July 26, 2001

Aristides de Sousa Mendes commemorative exhibition

On July 26, 2001 the Embassy of Portugal to Argentina and the Raoul Wallenberg International Foundation (IRWF) presented the exhibition ‘Spared lives’, a collection of documents belonging to the Diplomatic Historical Files of the Portugal State Department. The opening act took place at the Embassy of Portugal. The exhibition will remain open to the public for fifteen days from 9:30 to 12:30 and from 14:30 to 17:00 from Mondays to Fridays.

More than one hundred people attended the ceremony including the Ambassadors of Belgium, Holland, Germany, Sweden and Israel as well as the Chief Rabbi Salomón Ben Hamú and the Apostolic Nuncio Santos Abril y Castelló. Renowned writer Marcos Aguinis, member of the IRWF, was in charge of presenting the opening and Peter Landelius, Ambassador of Sweden, stressed the IRWF educational programs because they ”emphasize the exercise of selective memory, remembering the positive lessons that the horror of the Shoá has left us’.

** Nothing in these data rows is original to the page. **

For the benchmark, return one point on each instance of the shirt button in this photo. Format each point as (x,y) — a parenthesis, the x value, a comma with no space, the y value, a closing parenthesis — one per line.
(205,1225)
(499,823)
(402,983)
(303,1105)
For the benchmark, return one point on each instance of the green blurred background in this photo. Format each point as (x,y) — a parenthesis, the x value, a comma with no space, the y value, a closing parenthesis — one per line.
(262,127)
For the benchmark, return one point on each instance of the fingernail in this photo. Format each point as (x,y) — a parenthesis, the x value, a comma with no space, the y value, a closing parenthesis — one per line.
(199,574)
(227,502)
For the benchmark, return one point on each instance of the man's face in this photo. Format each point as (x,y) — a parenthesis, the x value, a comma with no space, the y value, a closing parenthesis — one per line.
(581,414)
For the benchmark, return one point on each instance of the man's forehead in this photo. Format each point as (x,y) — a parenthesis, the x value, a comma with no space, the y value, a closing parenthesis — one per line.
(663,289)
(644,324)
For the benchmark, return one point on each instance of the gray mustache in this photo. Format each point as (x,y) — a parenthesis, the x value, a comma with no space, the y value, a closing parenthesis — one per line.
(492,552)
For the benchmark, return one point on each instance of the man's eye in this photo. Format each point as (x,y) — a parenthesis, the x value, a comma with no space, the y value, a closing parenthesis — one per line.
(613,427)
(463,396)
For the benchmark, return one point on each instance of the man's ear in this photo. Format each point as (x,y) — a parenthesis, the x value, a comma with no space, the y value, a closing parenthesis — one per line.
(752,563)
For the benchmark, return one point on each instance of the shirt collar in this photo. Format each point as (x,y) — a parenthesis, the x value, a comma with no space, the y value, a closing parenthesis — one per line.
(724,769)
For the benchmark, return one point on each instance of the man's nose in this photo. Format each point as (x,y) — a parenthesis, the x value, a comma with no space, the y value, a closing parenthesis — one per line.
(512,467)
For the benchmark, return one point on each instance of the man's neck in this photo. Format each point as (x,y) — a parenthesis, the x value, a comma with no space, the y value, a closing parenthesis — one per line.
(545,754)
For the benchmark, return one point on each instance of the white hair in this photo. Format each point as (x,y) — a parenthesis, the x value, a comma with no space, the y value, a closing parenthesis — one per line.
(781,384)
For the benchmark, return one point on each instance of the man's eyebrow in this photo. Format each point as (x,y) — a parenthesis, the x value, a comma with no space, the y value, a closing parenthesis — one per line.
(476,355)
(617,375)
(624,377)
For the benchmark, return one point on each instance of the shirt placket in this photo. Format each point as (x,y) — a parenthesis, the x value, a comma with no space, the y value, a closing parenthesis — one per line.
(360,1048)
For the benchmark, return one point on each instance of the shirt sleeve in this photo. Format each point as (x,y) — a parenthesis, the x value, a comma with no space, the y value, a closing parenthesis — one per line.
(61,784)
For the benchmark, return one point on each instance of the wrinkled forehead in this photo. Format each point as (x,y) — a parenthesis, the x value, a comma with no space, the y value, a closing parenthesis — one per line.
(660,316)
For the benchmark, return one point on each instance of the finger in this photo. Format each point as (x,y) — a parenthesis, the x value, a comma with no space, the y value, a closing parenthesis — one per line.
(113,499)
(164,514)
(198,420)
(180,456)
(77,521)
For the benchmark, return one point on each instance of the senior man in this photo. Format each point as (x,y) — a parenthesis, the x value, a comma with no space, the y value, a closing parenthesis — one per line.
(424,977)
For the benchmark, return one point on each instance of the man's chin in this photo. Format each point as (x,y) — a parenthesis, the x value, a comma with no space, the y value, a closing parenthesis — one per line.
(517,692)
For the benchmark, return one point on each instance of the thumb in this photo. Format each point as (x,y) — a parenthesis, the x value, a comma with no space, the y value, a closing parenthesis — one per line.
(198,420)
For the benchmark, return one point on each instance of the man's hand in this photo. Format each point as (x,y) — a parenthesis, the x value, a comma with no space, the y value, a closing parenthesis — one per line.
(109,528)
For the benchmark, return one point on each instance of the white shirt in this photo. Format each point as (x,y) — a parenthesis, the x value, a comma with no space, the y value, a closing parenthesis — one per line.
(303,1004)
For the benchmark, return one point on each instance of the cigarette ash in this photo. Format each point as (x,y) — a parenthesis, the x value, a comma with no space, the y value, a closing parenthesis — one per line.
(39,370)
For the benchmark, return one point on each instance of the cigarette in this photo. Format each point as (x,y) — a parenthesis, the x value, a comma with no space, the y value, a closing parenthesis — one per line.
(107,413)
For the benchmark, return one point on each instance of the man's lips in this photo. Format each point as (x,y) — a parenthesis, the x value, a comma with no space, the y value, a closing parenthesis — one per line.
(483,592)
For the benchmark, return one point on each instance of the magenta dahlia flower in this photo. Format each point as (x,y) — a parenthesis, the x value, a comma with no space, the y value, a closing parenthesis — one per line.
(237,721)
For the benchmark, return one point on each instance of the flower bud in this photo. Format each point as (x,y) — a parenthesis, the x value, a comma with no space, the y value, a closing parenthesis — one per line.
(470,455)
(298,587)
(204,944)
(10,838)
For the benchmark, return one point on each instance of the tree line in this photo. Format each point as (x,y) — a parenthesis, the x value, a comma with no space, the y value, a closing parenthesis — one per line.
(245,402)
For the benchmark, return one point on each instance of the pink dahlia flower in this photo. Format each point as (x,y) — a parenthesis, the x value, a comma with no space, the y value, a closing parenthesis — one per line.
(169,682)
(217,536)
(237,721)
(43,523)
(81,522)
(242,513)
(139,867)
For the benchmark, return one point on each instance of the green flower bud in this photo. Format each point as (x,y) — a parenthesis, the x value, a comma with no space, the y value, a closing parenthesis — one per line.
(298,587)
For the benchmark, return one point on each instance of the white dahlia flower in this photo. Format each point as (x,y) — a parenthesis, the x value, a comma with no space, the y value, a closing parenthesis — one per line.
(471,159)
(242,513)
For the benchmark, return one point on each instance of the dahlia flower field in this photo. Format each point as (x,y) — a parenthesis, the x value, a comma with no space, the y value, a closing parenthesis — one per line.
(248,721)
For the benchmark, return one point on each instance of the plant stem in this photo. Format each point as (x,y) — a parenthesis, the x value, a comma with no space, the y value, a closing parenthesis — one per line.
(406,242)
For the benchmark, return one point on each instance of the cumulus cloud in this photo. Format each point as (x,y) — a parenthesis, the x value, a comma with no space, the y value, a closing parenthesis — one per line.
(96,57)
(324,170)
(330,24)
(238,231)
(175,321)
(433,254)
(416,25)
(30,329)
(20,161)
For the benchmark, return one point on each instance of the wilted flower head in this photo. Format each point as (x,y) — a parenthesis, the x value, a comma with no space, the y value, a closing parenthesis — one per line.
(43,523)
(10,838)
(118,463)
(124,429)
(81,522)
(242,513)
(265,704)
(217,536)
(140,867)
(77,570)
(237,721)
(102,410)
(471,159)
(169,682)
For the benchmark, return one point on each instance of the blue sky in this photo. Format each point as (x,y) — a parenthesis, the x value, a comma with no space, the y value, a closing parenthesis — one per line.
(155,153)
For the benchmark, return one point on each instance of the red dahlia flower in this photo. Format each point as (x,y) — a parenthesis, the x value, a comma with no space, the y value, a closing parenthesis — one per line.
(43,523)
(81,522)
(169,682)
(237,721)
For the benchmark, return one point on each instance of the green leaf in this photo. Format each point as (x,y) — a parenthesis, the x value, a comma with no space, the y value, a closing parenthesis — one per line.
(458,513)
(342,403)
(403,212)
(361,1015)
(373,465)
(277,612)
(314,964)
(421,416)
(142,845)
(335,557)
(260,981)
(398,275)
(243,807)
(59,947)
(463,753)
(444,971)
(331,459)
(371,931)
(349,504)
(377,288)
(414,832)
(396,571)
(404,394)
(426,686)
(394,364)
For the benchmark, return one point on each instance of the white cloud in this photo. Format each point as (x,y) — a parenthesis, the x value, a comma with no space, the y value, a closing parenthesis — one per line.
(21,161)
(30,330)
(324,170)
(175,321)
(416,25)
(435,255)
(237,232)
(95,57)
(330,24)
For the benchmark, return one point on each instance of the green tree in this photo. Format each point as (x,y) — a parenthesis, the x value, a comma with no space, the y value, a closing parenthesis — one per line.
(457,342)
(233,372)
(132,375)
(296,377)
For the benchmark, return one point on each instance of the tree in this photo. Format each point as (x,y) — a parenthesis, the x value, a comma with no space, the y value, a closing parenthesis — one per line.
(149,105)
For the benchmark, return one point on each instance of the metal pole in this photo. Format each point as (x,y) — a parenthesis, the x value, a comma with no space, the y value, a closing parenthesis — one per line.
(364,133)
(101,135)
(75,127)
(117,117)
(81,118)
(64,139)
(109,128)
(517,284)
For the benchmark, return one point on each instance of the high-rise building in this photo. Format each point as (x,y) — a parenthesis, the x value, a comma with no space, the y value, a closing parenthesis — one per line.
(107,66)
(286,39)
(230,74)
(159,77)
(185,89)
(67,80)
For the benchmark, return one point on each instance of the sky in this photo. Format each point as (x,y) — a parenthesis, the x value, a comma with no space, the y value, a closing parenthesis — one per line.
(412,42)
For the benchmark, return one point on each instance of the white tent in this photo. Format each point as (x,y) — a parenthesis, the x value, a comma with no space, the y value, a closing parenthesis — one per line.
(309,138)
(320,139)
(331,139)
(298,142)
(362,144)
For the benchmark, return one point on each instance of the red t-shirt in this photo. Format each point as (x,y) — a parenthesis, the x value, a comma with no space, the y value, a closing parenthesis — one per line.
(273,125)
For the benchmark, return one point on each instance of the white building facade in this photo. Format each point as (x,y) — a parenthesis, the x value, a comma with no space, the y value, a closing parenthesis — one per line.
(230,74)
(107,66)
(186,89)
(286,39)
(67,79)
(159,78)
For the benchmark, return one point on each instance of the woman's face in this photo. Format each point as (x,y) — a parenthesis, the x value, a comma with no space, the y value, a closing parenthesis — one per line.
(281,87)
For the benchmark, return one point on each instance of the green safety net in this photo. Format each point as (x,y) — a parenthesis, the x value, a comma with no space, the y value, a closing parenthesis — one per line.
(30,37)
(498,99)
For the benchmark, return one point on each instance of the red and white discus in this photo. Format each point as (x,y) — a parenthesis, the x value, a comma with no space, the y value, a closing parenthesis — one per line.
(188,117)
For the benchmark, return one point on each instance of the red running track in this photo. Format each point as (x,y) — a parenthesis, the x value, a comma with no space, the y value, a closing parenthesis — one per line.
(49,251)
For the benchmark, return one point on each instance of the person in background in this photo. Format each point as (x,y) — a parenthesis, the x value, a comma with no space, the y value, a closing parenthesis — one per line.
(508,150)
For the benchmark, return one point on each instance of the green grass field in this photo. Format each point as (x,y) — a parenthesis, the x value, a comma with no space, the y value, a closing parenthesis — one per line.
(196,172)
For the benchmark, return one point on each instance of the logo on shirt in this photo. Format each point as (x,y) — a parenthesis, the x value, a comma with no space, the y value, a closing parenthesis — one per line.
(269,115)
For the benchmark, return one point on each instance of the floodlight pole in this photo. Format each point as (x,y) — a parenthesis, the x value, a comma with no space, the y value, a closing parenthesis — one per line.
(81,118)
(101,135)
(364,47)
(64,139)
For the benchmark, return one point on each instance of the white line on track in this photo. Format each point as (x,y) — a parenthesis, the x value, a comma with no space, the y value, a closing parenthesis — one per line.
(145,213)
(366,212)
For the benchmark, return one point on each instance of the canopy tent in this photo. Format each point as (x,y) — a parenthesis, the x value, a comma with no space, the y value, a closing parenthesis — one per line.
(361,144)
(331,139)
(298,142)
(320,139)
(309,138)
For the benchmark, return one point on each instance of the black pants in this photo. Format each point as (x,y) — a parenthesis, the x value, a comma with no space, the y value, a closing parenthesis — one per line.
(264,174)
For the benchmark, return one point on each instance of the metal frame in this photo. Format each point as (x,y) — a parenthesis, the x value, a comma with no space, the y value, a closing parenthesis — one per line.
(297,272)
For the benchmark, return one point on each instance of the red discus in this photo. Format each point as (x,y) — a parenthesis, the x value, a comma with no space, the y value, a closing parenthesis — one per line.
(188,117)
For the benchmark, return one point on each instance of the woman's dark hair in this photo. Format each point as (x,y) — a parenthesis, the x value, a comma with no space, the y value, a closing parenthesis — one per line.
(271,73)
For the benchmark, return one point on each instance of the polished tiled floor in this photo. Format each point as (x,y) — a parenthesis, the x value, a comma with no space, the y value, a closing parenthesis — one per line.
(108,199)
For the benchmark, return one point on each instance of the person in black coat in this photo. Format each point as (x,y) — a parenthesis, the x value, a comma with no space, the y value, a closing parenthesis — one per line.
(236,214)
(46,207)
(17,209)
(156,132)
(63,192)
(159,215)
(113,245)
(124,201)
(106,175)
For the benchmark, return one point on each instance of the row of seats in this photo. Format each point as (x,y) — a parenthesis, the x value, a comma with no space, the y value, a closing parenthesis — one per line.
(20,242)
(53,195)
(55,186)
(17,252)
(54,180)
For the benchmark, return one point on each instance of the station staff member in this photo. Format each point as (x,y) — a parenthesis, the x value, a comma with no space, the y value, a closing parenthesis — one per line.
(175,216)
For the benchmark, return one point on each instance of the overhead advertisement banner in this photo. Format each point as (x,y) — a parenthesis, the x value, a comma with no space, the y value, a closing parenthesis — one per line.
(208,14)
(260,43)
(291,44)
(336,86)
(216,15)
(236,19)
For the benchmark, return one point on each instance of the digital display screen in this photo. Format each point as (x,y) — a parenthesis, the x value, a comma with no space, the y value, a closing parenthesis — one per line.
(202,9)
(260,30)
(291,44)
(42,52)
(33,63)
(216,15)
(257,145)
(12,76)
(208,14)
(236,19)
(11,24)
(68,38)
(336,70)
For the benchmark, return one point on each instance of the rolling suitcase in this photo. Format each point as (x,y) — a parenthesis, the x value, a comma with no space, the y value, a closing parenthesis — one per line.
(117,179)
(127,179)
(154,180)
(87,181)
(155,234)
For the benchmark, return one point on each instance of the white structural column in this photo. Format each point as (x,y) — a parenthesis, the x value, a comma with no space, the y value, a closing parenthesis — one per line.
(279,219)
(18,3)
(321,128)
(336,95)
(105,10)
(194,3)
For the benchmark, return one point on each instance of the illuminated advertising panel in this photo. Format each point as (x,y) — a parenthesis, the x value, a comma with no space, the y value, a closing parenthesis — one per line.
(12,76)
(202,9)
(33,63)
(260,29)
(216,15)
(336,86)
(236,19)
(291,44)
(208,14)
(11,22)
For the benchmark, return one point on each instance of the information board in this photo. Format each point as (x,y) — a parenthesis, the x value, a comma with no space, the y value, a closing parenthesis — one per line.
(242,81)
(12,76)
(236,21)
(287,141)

Baruj Tenembaum, founder of the IRWF, presented the sculpture ‘Homage to Raoul Wallenberg’ by Argentine artist Norma D´Ippolito, to the Ambassador of Portugal José Augusto Seabra.

”Spared lives” is a historical tour through letters, photographs and testimonies that show the way in which three Portuguese diplomats worked beyond what is possible to save the lives of tens of thousands of people persecuted by Adolf Hitler’s national socialist regime

Thousands of refugees, mostly Jewish, went through Portugal during the tragic days of the Second World War. Many of those lives were saved thanks to the courage and determination of Aristides de Sousa Mendes (Bordeaux, 1940), Carlos de Sampaio Garrido and Alberto Texeira Branquihno (Budapest, 1944). On April 3, 2001 the IRWF had paid a tribute to Sousa Mendes in New York City.

The documents presented try to show the realities of two different instances within the same war whereas they are also a reflection of the example given by three civil servants who gave the best of their abilities with the only aim of helping those who were in danger in spite of the official guidelines against it.